As we’ve noted in previous posts, there has been an increase in lawsuits alleging companies have violated the Americans with Disabilities Act because their websites aren’t accessible to the blind. This week, a California court granted summary judgement in one of these suits.
Last year, a plaintiff filed a suit against Colorado Bag’N Baggage, arguing that he was not able to use the retailer’s website because it wasn’t accessible to the blind. In its order, the court noted that the plaintiff had “presented sufficient evidence and legal argument to conclude Title III of the ADA applies to plaintiff’s use of a website where plaintiff has demonstrated he sought goods and services from a place of public accommodation because he demonstrated a sufficient nexus exists between defendant’s retail store and its website that directly affects plaintiff’s ability to access goods and services.” Further, the plaintiff had “presented sufficient evidence that he was denied full and equal enjoyment of the goods, services, privileges, and accommodations offered by [the retailer] because of his disability.”
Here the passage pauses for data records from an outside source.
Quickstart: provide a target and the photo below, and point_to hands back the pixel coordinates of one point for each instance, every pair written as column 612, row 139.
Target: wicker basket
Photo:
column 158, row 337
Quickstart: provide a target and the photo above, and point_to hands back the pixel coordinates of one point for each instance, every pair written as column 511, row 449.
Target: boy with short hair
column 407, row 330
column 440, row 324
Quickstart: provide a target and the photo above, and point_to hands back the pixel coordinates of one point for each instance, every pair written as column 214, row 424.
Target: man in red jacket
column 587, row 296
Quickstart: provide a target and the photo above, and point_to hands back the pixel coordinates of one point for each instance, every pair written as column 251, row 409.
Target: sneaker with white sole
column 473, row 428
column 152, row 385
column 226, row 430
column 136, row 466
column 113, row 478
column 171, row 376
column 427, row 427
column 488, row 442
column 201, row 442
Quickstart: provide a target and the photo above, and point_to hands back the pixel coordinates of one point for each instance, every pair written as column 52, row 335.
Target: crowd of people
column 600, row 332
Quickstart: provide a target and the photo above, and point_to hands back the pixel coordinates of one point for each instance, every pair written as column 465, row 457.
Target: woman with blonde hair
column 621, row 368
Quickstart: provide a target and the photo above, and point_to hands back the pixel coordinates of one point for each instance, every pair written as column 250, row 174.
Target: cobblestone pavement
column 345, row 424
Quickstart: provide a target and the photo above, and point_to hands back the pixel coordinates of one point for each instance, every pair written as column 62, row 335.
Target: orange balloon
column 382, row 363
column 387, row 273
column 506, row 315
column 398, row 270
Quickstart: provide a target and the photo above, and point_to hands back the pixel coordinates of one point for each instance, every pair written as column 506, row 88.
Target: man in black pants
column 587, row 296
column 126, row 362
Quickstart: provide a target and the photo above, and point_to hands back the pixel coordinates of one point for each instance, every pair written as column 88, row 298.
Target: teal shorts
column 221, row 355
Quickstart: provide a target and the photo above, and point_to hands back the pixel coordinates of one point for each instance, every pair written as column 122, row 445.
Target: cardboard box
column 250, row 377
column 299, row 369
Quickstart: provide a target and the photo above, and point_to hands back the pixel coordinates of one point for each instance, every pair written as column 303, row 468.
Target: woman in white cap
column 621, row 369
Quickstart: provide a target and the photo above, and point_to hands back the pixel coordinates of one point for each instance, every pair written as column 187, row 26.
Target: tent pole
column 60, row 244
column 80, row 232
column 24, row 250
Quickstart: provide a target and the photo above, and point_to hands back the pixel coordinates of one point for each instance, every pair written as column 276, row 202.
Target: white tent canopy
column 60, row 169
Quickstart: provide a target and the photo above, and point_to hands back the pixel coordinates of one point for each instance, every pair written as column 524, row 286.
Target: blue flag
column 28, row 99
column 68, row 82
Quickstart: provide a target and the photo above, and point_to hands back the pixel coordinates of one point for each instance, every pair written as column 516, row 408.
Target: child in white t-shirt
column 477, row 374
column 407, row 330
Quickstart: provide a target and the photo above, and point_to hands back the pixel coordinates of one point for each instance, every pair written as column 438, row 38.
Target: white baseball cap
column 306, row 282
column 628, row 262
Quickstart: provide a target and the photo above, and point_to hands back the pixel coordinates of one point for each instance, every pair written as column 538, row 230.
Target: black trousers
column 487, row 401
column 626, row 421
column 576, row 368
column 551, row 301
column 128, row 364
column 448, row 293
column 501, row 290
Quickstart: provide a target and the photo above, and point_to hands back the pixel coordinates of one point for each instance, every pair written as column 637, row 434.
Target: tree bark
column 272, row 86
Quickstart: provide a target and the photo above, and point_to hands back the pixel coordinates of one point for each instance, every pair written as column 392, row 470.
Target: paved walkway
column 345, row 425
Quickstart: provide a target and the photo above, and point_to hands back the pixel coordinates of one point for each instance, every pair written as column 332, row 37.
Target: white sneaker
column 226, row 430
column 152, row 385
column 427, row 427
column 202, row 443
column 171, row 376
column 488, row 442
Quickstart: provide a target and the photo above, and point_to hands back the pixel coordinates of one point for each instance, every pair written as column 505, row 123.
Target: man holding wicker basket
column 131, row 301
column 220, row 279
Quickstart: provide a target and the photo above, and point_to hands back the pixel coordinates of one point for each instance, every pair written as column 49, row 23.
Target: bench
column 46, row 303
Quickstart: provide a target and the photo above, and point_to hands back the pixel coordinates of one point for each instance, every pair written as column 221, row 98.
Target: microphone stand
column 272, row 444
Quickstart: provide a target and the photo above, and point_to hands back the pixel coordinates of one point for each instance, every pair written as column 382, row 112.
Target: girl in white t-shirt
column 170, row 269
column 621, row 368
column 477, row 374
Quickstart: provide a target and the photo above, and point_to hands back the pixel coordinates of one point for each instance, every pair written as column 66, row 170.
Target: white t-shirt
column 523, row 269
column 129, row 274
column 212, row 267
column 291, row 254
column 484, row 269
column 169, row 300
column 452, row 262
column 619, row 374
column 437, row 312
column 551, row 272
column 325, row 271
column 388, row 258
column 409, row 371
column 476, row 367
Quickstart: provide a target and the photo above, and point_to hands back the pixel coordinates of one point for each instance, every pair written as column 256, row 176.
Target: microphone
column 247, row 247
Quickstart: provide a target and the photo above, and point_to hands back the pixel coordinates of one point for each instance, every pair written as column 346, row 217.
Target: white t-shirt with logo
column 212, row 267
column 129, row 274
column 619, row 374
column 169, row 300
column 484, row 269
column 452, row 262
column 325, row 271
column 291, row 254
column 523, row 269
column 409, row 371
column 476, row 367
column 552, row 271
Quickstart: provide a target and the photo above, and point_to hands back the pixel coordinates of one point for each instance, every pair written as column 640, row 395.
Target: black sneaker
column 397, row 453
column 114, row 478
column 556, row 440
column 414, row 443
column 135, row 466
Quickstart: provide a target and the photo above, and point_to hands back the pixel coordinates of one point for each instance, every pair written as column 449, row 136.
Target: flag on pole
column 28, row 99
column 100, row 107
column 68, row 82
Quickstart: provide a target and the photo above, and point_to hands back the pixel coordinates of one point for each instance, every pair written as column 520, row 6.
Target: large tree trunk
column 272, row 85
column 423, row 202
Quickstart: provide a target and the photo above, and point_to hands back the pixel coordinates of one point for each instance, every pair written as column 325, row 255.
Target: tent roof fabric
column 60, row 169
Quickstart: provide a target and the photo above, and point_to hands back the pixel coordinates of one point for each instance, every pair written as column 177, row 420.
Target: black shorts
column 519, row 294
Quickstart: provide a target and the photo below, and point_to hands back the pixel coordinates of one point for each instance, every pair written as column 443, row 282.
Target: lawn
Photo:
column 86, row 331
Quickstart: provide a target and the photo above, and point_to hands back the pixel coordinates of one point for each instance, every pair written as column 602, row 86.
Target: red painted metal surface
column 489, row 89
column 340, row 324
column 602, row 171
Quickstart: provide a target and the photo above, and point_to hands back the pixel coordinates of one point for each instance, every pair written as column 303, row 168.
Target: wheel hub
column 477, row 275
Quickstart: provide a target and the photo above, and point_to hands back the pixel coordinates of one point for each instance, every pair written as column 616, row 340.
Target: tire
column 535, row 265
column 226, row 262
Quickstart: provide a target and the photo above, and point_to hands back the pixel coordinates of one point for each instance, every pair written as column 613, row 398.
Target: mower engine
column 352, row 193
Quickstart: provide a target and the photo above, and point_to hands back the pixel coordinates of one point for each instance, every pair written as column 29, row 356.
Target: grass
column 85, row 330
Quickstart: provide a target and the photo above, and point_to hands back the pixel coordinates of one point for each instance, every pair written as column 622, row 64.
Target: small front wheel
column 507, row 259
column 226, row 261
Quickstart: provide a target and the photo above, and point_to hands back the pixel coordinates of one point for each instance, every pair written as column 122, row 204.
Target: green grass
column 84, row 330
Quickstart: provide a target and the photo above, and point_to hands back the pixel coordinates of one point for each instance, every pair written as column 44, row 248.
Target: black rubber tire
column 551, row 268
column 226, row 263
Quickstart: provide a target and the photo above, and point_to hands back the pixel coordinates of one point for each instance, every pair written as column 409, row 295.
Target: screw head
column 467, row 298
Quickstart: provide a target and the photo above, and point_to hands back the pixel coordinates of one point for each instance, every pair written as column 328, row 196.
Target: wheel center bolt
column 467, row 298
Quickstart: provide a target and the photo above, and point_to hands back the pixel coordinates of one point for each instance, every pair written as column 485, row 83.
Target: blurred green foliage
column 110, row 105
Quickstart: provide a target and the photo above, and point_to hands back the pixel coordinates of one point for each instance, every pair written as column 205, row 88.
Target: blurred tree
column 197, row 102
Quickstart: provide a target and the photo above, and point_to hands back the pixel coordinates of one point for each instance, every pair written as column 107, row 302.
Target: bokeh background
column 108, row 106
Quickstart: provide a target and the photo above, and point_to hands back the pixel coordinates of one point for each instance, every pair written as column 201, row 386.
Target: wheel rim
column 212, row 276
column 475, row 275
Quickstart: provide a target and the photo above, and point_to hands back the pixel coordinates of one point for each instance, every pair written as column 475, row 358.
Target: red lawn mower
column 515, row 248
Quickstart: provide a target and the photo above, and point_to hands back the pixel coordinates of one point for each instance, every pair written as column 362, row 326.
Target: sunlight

The court ordered the retailer to pay the plaintiff $4,000 and to take the necessary steps to make its website “readily accessible to and usable by visually impaired individuals or to terminate the website.” Because the law allows the plaintiff to recover attorney’s fees and costs, the price tag is likely to be much higher.
As we’ve predicted before, these types of cases are likely to continue. If you aren’t sure whether the ADA applies to your site or whether it’s accessible to the blind, now may be the time to find out. Getting a sense of whether your site can be navigated using a screen reader will provide a better sense of whether the site could be considered a “low hanging fruit” for plaintiffs to find.